The Patriarch of the Oak Park YMCA

There is a pleasant gentleman that has belonged to Lansing Area YMCAs for 53 years.  That’s longer than I have been alive.  I’d like to say much longer than I have been alive, but, alas, it is only just longer than I have been alive.  He is over six feet tall and is quite physically fit for a man in his late eighties.  He makes his living as a salesman and consequently he can talk a rock into buying sand.  Combined with the phenomenon of older people losing inhibitions because of the brain’s inevitable loss of certain circuitry, this crazy old dude talks to everybody about anything.

He spends his time at the YMCA in the pool, treading water in place.  He keeps foam dumbbells in hand to keep him afloat, and then kicks his legs as if he were running.  While he does this, he talks to the lifeguard who leaves her post on the raised chair to stand on the edge of the pool nearest his place in the water.  The crazy old dude interrupts his talk with the lifeguard only long enough to give a shout out to someone else.

I talk to him every time I see him, and he offers those cute, encouraging, little aphorisms like, “Enjoy this day, young man,” and, “Come back again because it only helps.”  He is convinced that his obsessive devotion to his physical regimen is what has kept him alive and active these last 50 years.  It’s hard to argue as I don’t know of any octogenarians with anything like his vitality.
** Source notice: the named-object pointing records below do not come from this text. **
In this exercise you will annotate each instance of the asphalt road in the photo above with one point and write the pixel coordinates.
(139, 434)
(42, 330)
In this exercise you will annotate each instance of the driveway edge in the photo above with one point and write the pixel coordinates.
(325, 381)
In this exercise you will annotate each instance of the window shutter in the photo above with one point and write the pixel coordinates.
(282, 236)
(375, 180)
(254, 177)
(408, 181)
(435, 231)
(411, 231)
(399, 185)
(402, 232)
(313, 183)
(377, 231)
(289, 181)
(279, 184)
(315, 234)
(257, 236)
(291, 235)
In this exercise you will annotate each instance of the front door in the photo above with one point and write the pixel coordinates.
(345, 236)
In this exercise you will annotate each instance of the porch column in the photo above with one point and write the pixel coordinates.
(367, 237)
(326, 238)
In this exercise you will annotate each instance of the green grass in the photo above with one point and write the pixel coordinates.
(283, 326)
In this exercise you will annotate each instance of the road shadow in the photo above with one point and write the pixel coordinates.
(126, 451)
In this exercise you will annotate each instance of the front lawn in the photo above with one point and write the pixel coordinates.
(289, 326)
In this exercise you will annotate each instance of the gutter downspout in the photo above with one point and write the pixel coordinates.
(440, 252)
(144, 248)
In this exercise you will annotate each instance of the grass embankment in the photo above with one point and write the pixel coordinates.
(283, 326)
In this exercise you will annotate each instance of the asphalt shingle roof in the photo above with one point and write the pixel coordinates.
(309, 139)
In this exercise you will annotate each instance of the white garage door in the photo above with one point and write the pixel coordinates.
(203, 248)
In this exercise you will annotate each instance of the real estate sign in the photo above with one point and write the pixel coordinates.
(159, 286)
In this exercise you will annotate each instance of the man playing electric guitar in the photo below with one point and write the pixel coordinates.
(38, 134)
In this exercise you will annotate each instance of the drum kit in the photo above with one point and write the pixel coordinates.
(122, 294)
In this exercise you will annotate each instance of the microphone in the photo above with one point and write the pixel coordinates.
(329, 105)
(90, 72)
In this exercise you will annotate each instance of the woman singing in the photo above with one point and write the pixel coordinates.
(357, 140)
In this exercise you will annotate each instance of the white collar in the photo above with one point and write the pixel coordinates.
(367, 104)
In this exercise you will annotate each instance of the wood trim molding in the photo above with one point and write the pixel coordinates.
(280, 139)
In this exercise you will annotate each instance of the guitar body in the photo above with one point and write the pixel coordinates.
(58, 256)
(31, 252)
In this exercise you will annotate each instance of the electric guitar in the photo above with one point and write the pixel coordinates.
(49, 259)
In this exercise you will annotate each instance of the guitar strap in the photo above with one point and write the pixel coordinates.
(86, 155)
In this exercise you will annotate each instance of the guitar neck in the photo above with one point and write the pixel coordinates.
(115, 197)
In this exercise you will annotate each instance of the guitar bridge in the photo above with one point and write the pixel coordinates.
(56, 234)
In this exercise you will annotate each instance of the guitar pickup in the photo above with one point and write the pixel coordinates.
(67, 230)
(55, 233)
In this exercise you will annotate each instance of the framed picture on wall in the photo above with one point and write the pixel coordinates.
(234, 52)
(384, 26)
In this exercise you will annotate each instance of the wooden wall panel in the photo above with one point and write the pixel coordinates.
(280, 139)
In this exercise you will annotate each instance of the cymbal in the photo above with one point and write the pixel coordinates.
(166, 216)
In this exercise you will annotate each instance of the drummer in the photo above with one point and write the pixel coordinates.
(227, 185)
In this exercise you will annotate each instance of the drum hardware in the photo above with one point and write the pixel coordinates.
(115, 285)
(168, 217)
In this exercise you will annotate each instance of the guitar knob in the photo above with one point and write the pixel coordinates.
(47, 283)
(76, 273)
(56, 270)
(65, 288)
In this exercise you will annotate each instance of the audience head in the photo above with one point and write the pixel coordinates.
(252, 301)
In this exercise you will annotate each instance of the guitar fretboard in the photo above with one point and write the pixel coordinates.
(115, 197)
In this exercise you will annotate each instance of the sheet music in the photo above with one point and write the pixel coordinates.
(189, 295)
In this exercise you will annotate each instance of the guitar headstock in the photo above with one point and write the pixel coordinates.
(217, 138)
Tonight we chatted about how, back in the good old days, men swam naked in the pool because, back in the good old days, the YMCA was strictly men only.  The one time I remember doing it was at the YMCA in downtown Cleveland.  It felt strange, at best, to walk naked from the locker room and flop in the pool.  I swam like a rock back then, so I was painfully aware of being in the water; perhaps that’s why I remember the moment so vividly.

What I really recall is seeing my brother’s junk as he floated in the pool.  I think I was so self-conscious about being naked that seeing him naked became a flashbulb memory.  I know there were others in the pool, and some of the older men wore bathing suits.  I think that’s what made it a semi-traumatic experience: to see others dressed normally for swimming while I was naked with my brother was surreal, even though I didn’t know what surreal meant back then.  Like dreaming of going to school in your pajamas, or going to church naked, the pool scene became a flashbulb moment for me.

In fact, each time I walk out of the locker room at the YMCA, headed for the pool, I have a momentary anxiety attack, thinking I’m naked in spite of the fact that I’m wearing a bathing suit.  I may never get over that little quirk.  Life is full of quirks.  When I’m eighty years old and holding court in the locker room of the YMCA, I hope I remember to say that, “Life is full of quirks.”

In spite of the preponderance of references to naked men, I’m fine with both my sexuality and nakedness.  I feel I have to say that, but feeling I have to say that probably reveals some other character flaw–or the fact that I’ve been drinking wine.  And, thanks to the crazy old dude at the YMCA, I’m also a little bit more okay with growing older.